It’s only been seven days since our last update, but wow, it has been a wild week. This week has seen a wide array of events, including the assassination attempt on Donald Trump, a dramatic market rotation, a global computer outage caused by a software update, and ever-louder whispers that President Biden may drop out of the race by the end of the weekend. It has been quite some time since there has been a week with this much action.
Starting with the mindblowing news Saturday evening that Donald Trump came within an inch of certain death, it was an event that no one will forget. Regardless of one’s political beliefs, this can only be described as a horrific security failure where the outcome, which tragically took the life of one man, could have been much worse. If there is a possible silver lining, we can only hope this event will help to reign in the political vitriol on both sides of the aisle.
While significant events like Saturday can sometimes roil markets, the front half of the week saw no ill effects. In fact, the week started with a continuation of the trends seen at the end of the prior week. And we’re seeing a historic rotation in equities, from the Mega-Cap Tech stocks that led the first half of the year into many smaller names that lagged considerably.
In the first half of the year, the disparity between the S&P 500 and its equal-weight counterpart was over 13 percentage points. Again, this is a function of the fact that the ten largest companies contributed almost all the gain in the year’s first half. Interestingly, a spread of this magnitude has only happened 11 times since 1990, and they all occurred from December 1999 to March 2000, during the height of the Dot-com bubble.
Similarly, the rally in small-cap equities has been nothing short of exceptional. In just five trading days ending July 17, the Russell 2000 rose 9.2%. At the same time, the tech-heavy Nasdaq-100 dropped 4.2% over the same period. The relative performance disparity between the two indices was the third widest on record. Again, the previous two instances were in late 2000 and early 2001, during the Dot-com bubble.
Moving from market rotation to market disruption, many woke on Friday morning to hear about a massive software issue that stemmed from a bad software update issued by cybersecurity firm CrowdStrike (CRWD). The botched update impacted airlines, banks, and others running Windows products. The impact on air travel alone was massive, with over 2,000 flights canceled and more than 5,000 flights delayed. Not surprisingly, CrowdStrike stock is taking it on the chin, down -12% mid-day.

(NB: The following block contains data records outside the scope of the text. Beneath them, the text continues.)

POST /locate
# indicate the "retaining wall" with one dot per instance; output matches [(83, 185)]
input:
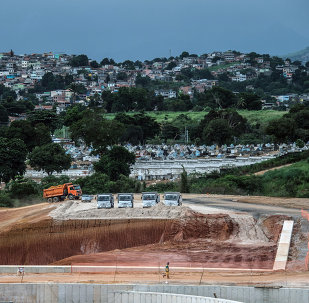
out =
[(156, 297), (97, 293)]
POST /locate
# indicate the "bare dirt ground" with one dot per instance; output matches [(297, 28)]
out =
[(275, 279), (213, 231), (262, 172)]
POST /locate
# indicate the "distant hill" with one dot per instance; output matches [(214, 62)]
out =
[(302, 55)]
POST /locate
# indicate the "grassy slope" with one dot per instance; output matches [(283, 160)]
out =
[(261, 116)]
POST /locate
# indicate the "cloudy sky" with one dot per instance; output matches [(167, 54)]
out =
[(144, 29)]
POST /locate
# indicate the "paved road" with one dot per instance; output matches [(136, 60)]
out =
[(205, 204)]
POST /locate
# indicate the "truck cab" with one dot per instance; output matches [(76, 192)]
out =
[(172, 199), (105, 201), (60, 192), (150, 199), (125, 200), (74, 191)]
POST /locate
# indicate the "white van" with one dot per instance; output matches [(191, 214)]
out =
[(125, 200), (150, 199), (105, 200), (172, 199)]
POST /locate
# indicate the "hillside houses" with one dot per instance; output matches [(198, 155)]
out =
[(24, 73)]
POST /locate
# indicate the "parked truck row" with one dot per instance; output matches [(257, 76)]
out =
[(106, 200), (149, 199)]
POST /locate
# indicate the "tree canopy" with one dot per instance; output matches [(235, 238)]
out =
[(13, 154), (49, 158)]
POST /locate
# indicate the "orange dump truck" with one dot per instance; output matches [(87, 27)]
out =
[(60, 192)]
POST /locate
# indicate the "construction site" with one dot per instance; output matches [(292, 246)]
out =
[(209, 240)]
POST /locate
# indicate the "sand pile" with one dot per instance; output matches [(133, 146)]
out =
[(74, 210)]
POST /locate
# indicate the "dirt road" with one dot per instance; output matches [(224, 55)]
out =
[(274, 279)]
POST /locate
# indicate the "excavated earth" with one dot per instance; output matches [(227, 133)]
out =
[(78, 233)]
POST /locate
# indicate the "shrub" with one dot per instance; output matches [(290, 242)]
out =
[(5, 199), (22, 188)]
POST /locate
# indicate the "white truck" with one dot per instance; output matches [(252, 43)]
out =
[(150, 199), (125, 200), (172, 199), (105, 201)]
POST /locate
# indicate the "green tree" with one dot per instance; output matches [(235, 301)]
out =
[(115, 162), (13, 154), (4, 117), (283, 129), (96, 131), (249, 101), (217, 131), (49, 158), (184, 183), (94, 64), (49, 118), (217, 98), (30, 135), (73, 114)]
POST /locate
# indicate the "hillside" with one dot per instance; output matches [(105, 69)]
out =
[(302, 55), (253, 116)]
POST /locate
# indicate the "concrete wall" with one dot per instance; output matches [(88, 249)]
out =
[(96, 293), (156, 297), (12, 269)]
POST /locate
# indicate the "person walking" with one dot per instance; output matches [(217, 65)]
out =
[(167, 270)]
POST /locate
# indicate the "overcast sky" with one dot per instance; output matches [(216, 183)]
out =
[(144, 29)]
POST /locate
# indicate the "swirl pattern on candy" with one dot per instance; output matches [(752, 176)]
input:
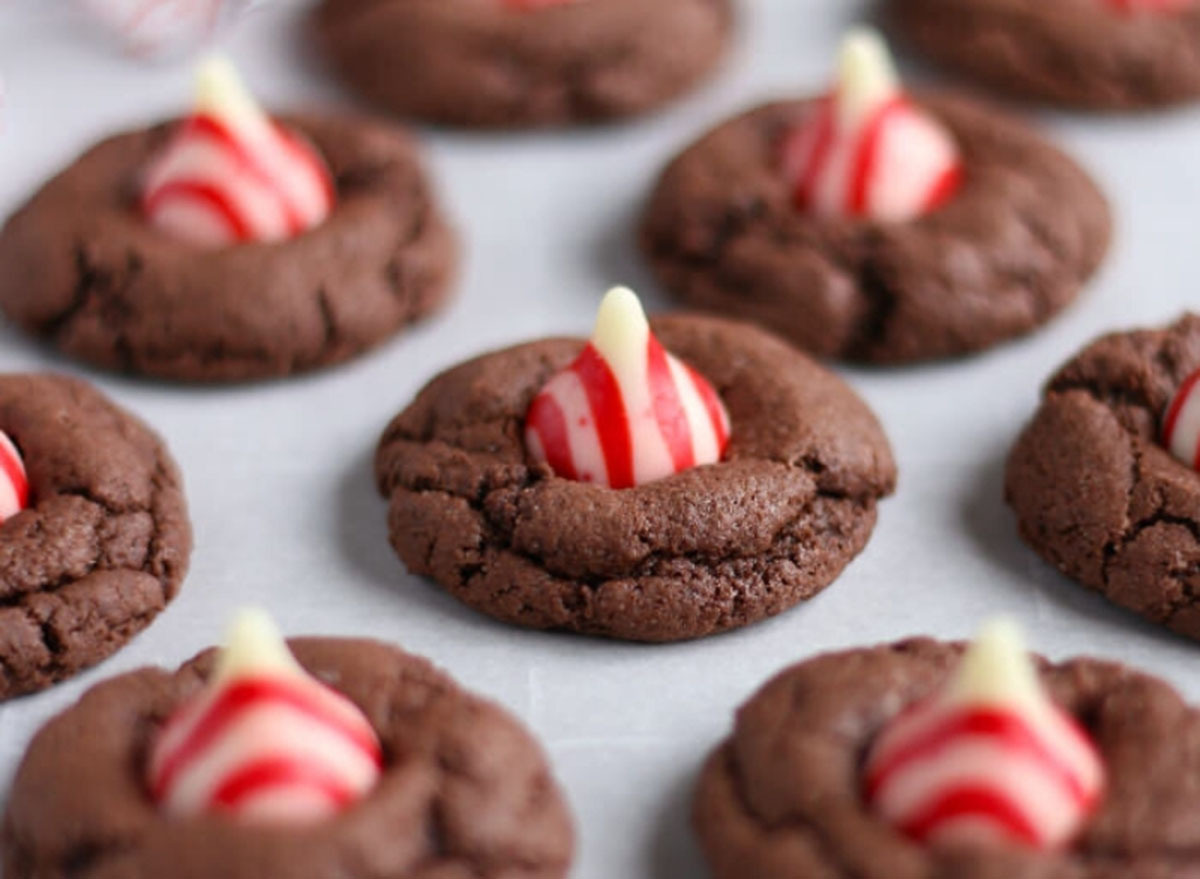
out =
[(989, 760), (264, 741), (231, 174), (867, 150), (1181, 423), (13, 479), (625, 412)]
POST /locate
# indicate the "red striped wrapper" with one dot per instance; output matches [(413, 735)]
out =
[(13, 479), (277, 748)]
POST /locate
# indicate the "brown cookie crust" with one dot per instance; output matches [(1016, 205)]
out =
[(1008, 252), (106, 543), (781, 797), (465, 790), (1097, 495), (478, 64), (1075, 53), (709, 549), (83, 270)]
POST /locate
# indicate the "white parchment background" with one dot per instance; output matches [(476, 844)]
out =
[(279, 476)]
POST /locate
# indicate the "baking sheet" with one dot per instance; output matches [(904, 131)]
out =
[(279, 476)]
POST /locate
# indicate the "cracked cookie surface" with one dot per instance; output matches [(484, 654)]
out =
[(81, 269), (783, 797), (1097, 495), (1075, 53), (106, 539), (465, 791), (480, 64), (1009, 251), (705, 550)]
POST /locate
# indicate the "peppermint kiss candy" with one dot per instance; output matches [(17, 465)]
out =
[(13, 480), (159, 28), (625, 412), (1181, 424), (231, 174), (990, 760), (264, 742), (865, 150)]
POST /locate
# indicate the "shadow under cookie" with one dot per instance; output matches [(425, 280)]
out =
[(103, 545), (81, 268), (486, 64), (1000, 258), (1092, 54), (465, 790), (705, 550)]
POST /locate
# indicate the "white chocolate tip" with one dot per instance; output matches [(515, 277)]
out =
[(221, 93), (253, 644), (996, 669), (622, 328), (867, 75)]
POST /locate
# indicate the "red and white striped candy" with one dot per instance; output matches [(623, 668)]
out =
[(264, 742), (232, 175), (625, 412), (1181, 423), (13, 479), (159, 28), (867, 150), (990, 761)]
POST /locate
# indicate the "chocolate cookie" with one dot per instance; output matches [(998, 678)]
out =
[(708, 549), (105, 542), (492, 64), (465, 789), (1080, 53), (783, 796), (1005, 255), (83, 270), (1093, 490)]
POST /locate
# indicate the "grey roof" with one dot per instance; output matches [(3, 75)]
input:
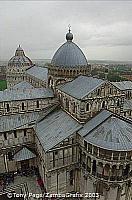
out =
[(110, 133), (11, 122), (123, 85), (19, 59), (38, 72), (94, 122), (81, 86), (55, 128), (24, 154), (127, 104), (69, 55), (25, 94), (22, 86)]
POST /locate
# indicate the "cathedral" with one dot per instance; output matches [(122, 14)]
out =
[(74, 128)]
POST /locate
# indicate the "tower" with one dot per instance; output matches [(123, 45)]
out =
[(16, 67)]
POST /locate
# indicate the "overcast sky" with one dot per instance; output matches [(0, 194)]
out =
[(102, 29)]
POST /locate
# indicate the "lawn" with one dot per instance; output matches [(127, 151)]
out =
[(3, 84)]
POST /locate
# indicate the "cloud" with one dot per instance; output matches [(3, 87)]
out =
[(102, 27)]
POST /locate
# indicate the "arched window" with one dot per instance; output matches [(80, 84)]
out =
[(94, 167), (67, 103), (74, 110), (118, 102), (37, 103), (8, 107), (103, 104), (22, 106), (98, 92), (87, 107)]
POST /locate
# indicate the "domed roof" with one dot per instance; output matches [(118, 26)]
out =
[(69, 54), (19, 59)]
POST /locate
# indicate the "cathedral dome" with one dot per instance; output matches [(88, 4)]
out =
[(19, 59), (69, 54)]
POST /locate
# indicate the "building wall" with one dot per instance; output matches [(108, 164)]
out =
[(105, 96), (35, 82), (21, 106)]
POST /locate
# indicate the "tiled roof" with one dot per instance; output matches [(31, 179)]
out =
[(127, 104), (81, 86), (108, 131), (38, 72), (123, 85), (25, 94), (69, 55), (22, 85), (24, 154), (11, 122), (55, 127)]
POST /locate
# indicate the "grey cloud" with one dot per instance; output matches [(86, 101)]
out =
[(41, 26)]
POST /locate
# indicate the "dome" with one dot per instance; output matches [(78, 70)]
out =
[(19, 59), (69, 54)]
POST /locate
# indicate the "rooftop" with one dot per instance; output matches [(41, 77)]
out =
[(55, 127), (25, 94), (22, 86), (81, 86), (38, 72), (24, 154), (11, 122), (69, 54), (108, 131), (123, 85), (127, 104)]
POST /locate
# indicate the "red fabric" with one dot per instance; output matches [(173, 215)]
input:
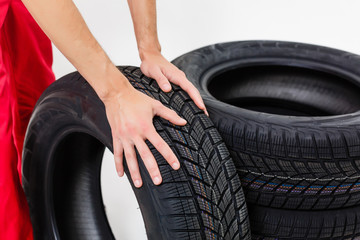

Finally, as we approach the thick of the presidential political season, we are still wondering who the Democratic nominee will be. Strong rumors are circulating from those close to President Biden that he is resigned to mounting pressure that may push him to exit the race. And with more than 30 Democratic members of Congress calling for his exit, the public pressure continues to grow. So, while a change looks ever more likely, the subsequent uncertainty lies in who will replace him.
If this week reminds us of anything, it’s that markets, politics, and life in general are unpredictable. But through it all, an underlying resiliency allows us to persevere. The economy is more than any single company, and the nation is more than any one politician. Even though it was a truly wild week, this too shall pass.
Economy
- Markets were mostly lower this week after an incredibly strong start to the year. The S&P 500 was down -2.0%, the Nasdaq was down -3.6%, and the small-cap Russell 2000 was up 1.7%.
- U.S. weekly unemployment claims rose by 10K to 243K for the period ending July 13, surpassing market expectations of 230K.
- Total outstanding claims increased by 20K to 1,867K on the week ending July 6. This is the highest level in over six years, excluding the COVID period.
Stocks
- U.S. equities were in negative territory. Technology and Consumer Discretionary led the decline, while Energy and Real Estate outperformed. Value stocks led growth stocks, and small caps beat large caps.
- International equities closed lower for the week. Developed markets fared better than emerging markets.
Bonds
- The 10-year Treasury bond yield increased five basis points to 4.24% during the week.
- U.S. bond markets were in negative territory this week, while International bond markets were positive.
- High-yield bonds led for the week, followed by government bonds and corporate bonds.